Yeshiva University faculty protest commencement honor for Republican star Elise Stefanik
The group said Stefanik’s record ‘runs counter to the Jewish values of integrity and righteousness’

Rep. Elise Stefanik (R-NY) on March 03. Photo by Bryan Bedder/Getty Images for Anti-Defamation League
A group of more than 50 faculty members at Yeshiva University have signed a public statement opposing the university’s decision to award Rep. Elise Stefanik, a Republican from New York, its highest honor, the Presidential Medallion, and to feature her as a speaker at Thursday’s commencement ceremony. The school’s president, Rabbi Ari Berman, delivered a benediction at President Donald Trump’s second inauguration in January.
The faculty members cited Stefanik’s close alignment with Trump, including signing an amicus brief supporting a lawsuit to overturn the 2020 election, calling Jan. 6 defendants “hostages,” and invoking the antisemitic great replacement theory.
“To award Stefanik the Presidential Medallion is, effectively, to endorse dishonesty, an act that runs counter to the Jewish values of integrity and righteousness that Yeshiva professes to uphold,” the statement reads.
The university reports some 4,500 professional, managerial and support staff across its campuses in its literature.
Stefanik, chair of the House Republican Leadership, earned plaudits in the pro-Israel community after challenging the presidents of Harvard, MIT, and the University of Pennsylvania on whether calls for the genocide of Jews violate their campus codes of conduct. Earlier this month, she pressed the president of Haverford College in Pennsylvania over her handling of antisemitism on the campus.
The school said Stefanik earned the award for her “bold resoluteness in the fight against rising antisemitism and her outspoken support for Israel and the Jewish people in the wake of the October 7 attacks.”
Last year’s honoree was Sen. John Fetterman, a Democrat from Pennsylvania, who has publicly defended Israel’s actions in Gaza. Fetterman used his commencement address to criticize his alma mater, Harvard University, for what he described as its failure to adequately support Jewish students.
The commencement speaker at this year’s ceremony, to be held at Louis Armstrong Stadium in Queens, New York, is Rachel Goldberg-Polin, the mother of slain American-Israeli hostage Hersh Goldberg-Polin.

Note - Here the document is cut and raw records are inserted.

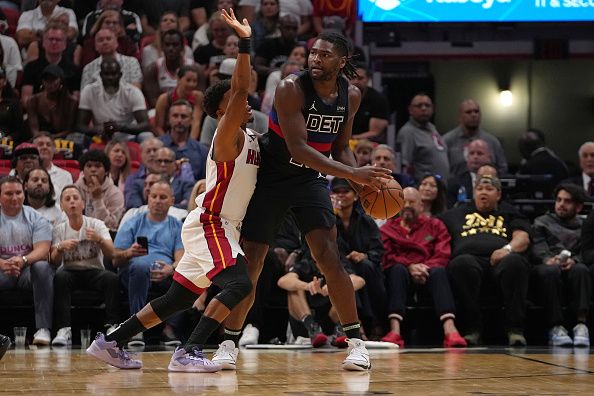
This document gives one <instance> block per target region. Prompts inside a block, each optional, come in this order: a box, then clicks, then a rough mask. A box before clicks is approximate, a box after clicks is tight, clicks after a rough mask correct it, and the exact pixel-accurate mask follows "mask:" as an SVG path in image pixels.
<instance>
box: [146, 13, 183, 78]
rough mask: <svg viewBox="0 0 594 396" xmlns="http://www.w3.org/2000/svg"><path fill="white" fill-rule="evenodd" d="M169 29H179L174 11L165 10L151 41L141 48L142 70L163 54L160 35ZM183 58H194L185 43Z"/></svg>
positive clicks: (161, 37) (176, 29) (161, 56)
mask: <svg viewBox="0 0 594 396" xmlns="http://www.w3.org/2000/svg"><path fill="white" fill-rule="evenodd" d="M169 30H179V23H178V17H177V14H175V13H174V12H171V11H165V12H164V13H163V15H161V19H160V21H159V28H158V29H157V32H156V33H155V34H154V35H153V41H152V43H150V44H147V45H145V46H144V48H142V68H143V70H146V68H147V67H149V66H150V65H151V64H153V63H154V62H155V61H156V60H157V59H159V58H161V57H163V56H164V55H163V42H162V35H163V33H164V32H167V31H169ZM184 58H186V60H187V61H188V62H190V63H191V62H192V61H193V60H194V53H193V52H192V49H191V48H190V47H189V46H188V45H187V44H184Z"/></svg>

The YU group opposing Stefanik’s invitation said that while the audience gathers to share in the grief of a family whose tragedy highlights the pain caused by hatred and violence, “they should not also be required to applaud a politician whose rhetoric has undermined democratic principles, emboldened racist conspiracy theories, and contradicted the core Jewish values of integrity and truth.”
Trump withdrew Stefanik’s nomination for U.S. ambassador to the United Nations to preserve the GOP’s razor-thin House majority. She is expected to run for New York governor next year.